Niagara Gazette — LOCKPORT — Former Town of Niagara Supervisor Steve Richards will be sentenced to three years of probation later today in the last act of a long-running joint state and federal investigation of public corruption in the town.
State Supreme Court Justice Christopher Burns told Richards he’d receive the probation sentence when the long-time supervisor pleaded guilty in May to a single count of official misconduct. The plea followed his resignation as town supervisor and includes an agreement that Richards will pay $1,240.37 in restitution to the town.
The plea deal was the result of negotiations with the New York State Attorney General’s Office. Richards had originally faced a 23-count public corruption indictment.

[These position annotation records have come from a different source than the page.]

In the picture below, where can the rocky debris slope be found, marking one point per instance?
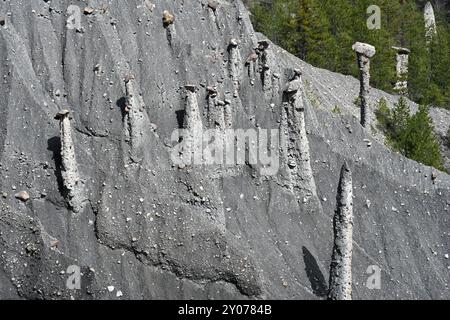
(146, 228)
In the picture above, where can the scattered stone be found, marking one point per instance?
(54, 243)
(61, 114)
(213, 5)
(150, 6)
(168, 18)
(234, 42)
(23, 196)
(191, 87)
(104, 8)
(251, 58)
(88, 10)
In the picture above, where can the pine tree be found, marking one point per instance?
(419, 142)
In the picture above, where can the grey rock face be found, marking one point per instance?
(341, 261)
(153, 230)
(69, 168)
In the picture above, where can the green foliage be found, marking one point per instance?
(413, 136)
(384, 115)
(323, 31)
(419, 142)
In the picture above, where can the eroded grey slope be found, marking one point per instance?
(153, 230)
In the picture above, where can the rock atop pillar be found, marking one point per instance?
(401, 85)
(364, 52)
(340, 287)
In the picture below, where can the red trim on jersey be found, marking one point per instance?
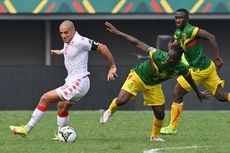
(2, 9)
(190, 44)
(42, 108)
(64, 114)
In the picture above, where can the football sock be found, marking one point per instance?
(113, 105)
(157, 124)
(62, 119)
(228, 98)
(36, 117)
(176, 110)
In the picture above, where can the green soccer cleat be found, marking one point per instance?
(168, 131)
(19, 130)
(157, 139)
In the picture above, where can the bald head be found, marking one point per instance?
(67, 31)
(67, 24)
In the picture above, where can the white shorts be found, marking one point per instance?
(73, 91)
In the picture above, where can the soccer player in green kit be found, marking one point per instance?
(147, 76)
(203, 69)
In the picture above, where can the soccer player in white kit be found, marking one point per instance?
(77, 83)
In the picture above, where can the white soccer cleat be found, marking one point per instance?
(106, 116)
(157, 139)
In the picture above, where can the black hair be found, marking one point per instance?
(186, 13)
(178, 50)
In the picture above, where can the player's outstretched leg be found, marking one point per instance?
(109, 112)
(19, 130)
(176, 110)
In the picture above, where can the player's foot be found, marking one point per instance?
(157, 139)
(19, 130)
(168, 131)
(106, 116)
(55, 138)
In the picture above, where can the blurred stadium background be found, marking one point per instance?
(29, 29)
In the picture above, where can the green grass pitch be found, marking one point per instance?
(126, 132)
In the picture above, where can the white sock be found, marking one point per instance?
(62, 121)
(36, 117)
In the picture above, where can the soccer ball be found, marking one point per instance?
(67, 134)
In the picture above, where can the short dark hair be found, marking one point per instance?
(178, 50)
(184, 11)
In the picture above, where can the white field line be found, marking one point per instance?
(156, 150)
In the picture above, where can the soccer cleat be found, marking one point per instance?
(106, 116)
(55, 138)
(19, 130)
(157, 139)
(168, 131)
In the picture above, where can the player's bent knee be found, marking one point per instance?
(121, 100)
(221, 96)
(160, 115)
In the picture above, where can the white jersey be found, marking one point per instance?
(76, 56)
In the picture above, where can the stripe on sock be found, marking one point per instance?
(42, 108)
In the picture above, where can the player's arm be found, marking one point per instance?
(201, 96)
(212, 40)
(105, 52)
(137, 43)
(57, 52)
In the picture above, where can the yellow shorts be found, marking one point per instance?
(152, 94)
(207, 77)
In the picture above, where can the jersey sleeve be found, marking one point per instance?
(89, 44)
(151, 51)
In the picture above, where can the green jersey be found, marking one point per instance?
(190, 42)
(157, 69)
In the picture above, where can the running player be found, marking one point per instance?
(77, 83)
(203, 68)
(147, 77)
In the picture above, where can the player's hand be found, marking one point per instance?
(111, 28)
(204, 95)
(56, 52)
(112, 73)
(219, 63)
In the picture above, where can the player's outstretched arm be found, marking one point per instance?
(105, 52)
(212, 40)
(137, 43)
(200, 95)
(57, 52)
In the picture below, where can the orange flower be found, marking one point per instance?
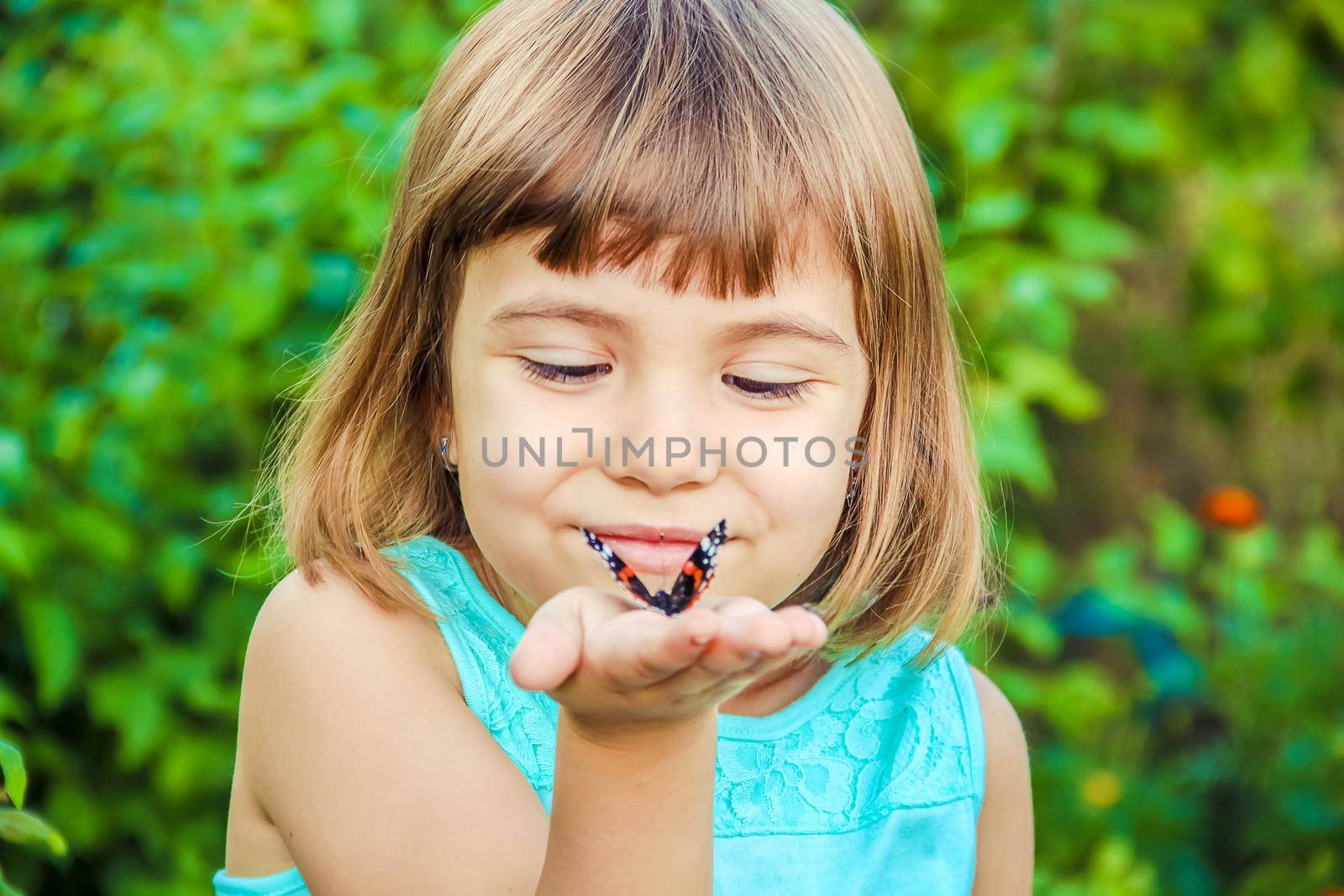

In taking his plea, Richards read from a prepared statement and admitted that in May 2010 he sent town employees to a Cheektowaga business with a town truck and front-loafer and had them bring a concrete catch basin back to his auto shop in the town. The employees were supposed to be doing town work at the time.
Under questioning by Burns, Assistant Attorney General Diane LaVallee said Richards was pleading guilty to the second highest count in the indictment and, as a result of the plea, was being forced to leave office.

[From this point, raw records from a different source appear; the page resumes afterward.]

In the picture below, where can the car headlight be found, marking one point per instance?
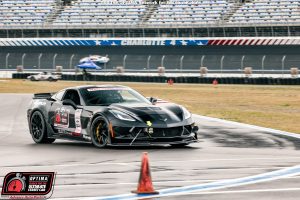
(122, 116)
(186, 113)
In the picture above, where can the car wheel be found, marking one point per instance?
(38, 129)
(100, 132)
(179, 145)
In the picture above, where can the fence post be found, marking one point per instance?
(148, 62)
(202, 60)
(263, 64)
(71, 61)
(6, 60)
(221, 63)
(124, 61)
(39, 61)
(54, 60)
(105, 64)
(181, 63)
(162, 61)
(282, 65)
(23, 57)
(242, 62)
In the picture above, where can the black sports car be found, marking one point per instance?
(108, 115)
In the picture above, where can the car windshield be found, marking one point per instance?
(101, 96)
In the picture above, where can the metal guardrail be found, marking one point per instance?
(237, 69)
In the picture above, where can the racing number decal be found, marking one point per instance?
(61, 118)
(78, 121)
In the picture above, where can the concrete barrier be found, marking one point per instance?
(176, 79)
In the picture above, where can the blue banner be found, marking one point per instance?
(101, 42)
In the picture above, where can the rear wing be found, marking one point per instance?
(42, 95)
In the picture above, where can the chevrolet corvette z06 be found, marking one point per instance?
(109, 115)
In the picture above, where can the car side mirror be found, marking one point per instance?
(68, 102)
(152, 100)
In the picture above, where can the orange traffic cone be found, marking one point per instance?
(145, 182)
(215, 82)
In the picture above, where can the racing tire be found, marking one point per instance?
(38, 129)
(100, 134)
(179, 145)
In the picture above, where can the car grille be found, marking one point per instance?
(167, 132)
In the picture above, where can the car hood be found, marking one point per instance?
(146, 112)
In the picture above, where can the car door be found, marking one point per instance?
(65, 118)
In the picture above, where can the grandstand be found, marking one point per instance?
(141, 18)
(223, 35)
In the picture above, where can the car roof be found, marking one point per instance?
(96, 86)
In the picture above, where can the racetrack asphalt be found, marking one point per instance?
(225, 151)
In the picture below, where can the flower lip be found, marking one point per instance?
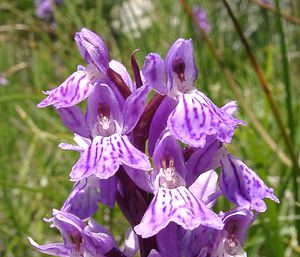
(105, 125)
(167, 176)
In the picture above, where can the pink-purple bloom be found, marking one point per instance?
(163, 161)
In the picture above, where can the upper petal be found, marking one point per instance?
(100, 159)
(73, 90)
(242, 186)
(180, 206)
(205, 185)
(122, 71)
(55, 249)
(154, 73)
(108, 191)
(180, 67)
(131, 243)
(196, 116)
(103, 97)
(92, 48)
(84, 198)
(203, 159)
(159, 122)
(168, 148)
(134, 107)
(97, 240)
(128, 154)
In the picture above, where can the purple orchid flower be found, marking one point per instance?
(172, 201)
(88, 192)
(195, 116)
(109, 126)
(204, 242)
(242, 186)
(79, 239)
(202, 18)
(79, 85)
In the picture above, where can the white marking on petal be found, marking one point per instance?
(180, 206)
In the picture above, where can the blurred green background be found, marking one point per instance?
(36, 55)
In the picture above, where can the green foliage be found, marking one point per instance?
(36, 55)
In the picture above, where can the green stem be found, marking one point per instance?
(289, 108)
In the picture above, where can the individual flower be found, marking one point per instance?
(204, 241)
(195, 116)
(242, 186)
(173, 201)
(44, 8)
(89, 192)
(201, 17)
(80, 240)
(79, 85)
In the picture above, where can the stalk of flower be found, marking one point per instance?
(195, 116)
(228, 242)
(173, 202)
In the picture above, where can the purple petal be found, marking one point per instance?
(242, 186)
(84, 198)
(97, 240)
(56, 249)
(154, 73)
(73, 90)
(100, 159)
(92, 48)
(180, 206)
(108, 191)
(73, 118)
(180, 67)
(122, 71)
(103, 96)
(168, 240)
(199, 241)
(134, 107)
(159, 122)
(230, 108)
(66, 146)
(196, 116)
(129, 155)
(205, 186)
(202, 160)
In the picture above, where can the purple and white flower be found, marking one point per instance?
(195, 116)
(173, 201)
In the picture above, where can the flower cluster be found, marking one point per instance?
(156, 157)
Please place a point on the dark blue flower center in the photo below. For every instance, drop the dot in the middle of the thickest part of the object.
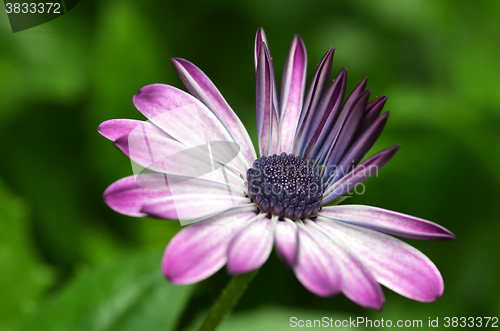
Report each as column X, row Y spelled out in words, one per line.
column 285, row 185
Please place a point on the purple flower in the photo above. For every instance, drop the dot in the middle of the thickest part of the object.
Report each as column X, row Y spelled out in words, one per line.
column 205, row 169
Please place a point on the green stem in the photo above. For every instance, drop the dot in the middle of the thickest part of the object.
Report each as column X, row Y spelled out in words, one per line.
column 227, row 300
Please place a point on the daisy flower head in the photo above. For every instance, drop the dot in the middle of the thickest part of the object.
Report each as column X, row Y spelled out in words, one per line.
column 202, row 169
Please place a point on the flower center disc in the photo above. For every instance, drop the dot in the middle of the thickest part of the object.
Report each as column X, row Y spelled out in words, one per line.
column 285, row 185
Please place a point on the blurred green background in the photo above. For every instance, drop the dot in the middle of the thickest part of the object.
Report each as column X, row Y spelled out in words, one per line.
column 67, row 262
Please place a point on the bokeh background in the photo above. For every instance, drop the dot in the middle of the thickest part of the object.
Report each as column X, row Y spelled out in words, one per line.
column 67, row 262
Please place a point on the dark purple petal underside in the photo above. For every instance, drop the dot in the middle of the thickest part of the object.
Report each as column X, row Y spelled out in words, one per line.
column 359, row 174
column 292, row 92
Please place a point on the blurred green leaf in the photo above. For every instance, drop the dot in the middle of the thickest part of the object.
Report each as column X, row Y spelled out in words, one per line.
column 26, row 278
column 129, row 294
column 279, row 318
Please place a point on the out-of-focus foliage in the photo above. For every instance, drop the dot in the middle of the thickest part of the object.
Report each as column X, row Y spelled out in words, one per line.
column 437, row 61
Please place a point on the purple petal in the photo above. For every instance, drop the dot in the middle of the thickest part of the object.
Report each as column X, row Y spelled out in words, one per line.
column 193, row 206
column 126, row 197
column 183, row 117
column 199, row 85
column 115, row 129
column 359, row 174
column 259, row 39
column 388, row 221
column 372, row 112
column 314, row 95
column 316, row 266
column 361, row 146
column 358, row 283
column 287, row 241
column 267, row 120
column 200, row 250
column 323, row 150
column 251, row 246
column 344, row 131
column 130, row 195
column 292, row 92
column 150, row 148
column 394, row 263
column 326, row 115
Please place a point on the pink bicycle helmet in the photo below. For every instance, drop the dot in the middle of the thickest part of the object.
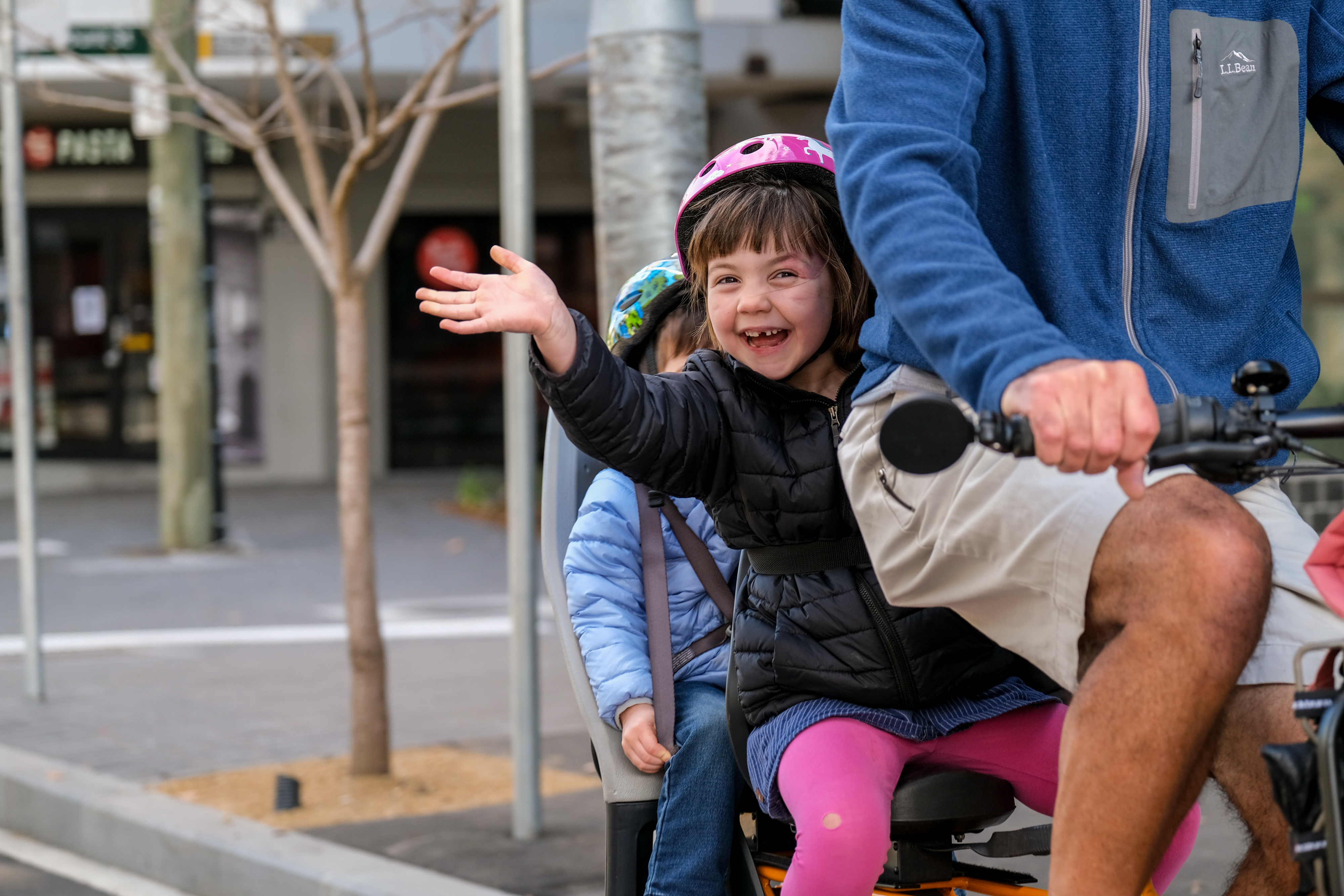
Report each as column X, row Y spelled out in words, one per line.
column 792, row 156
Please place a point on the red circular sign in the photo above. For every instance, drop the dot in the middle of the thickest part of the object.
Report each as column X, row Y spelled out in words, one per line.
column 448, row 248
column 40, row 147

“It spares us having to call 30 witnesses (at trial), many of whom have expressed some reluctance to testify,” LaVallee said. “It’s our hope that the plea will help heal the town.”
“Your main focus is to bring (Richards’) behavior to light and to get restitution and it’s not your feeling that (a jail term) is necessary,” Burns asked LaVallee.
“The overwhelming feeling is Mr. Richards leaving office is the goal here,” LaVallee replied.
Scott Hapeman, a member of Richards’ defense team, said that the plea deal was best for his client and the town.